All, I would appreciate photographs of the South Walton area of Florida, especially from its early days. I can be reached at DianeMerkel@cox.net.
Best wishes to all who love the Redneck Riviera! 🙂
Diane Merkel
There was a little, old, place called the Tiki Hut on Orange Beach close to were we used to stay that was great. It was the kind of place where it seemed like only locals hung out at. Very small but on the beach. You could play the juke box and try your hand at that game were you tried to hang a small ring on a string on a nail. Cold beverages to cool you down while the sun set. They tore it down to put up a Holiday Inn Express. Some things are just a sin.

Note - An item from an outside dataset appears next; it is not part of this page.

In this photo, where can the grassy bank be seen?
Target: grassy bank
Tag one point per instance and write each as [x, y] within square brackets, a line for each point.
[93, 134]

I believe I am having a day dream now…
For about 15 years, my wife and I headed to the New Orleans Jazz Festival for its first weekend. Then, on a foggy Monday morning, we would head over to the Redneck Riveria to dry out for a week before heading back to N.O. for the final weekend of Jazzfest. We would stay at the state park motel on the beach and lay out on the beach while no one was there since it was May and before the schools were out. I would sometimes wander off from my wife to go to the Pink Pony Pub at Gulf Shores to eat shrimp and drink beer while watching the college girls who came down to lie on the beach to catch some rays at the start of summer. Five days later, we would head back to N.O. on I-10 to catch the end of Jazzfest. It was 10 days of pure bliss before heading back to Little Rock.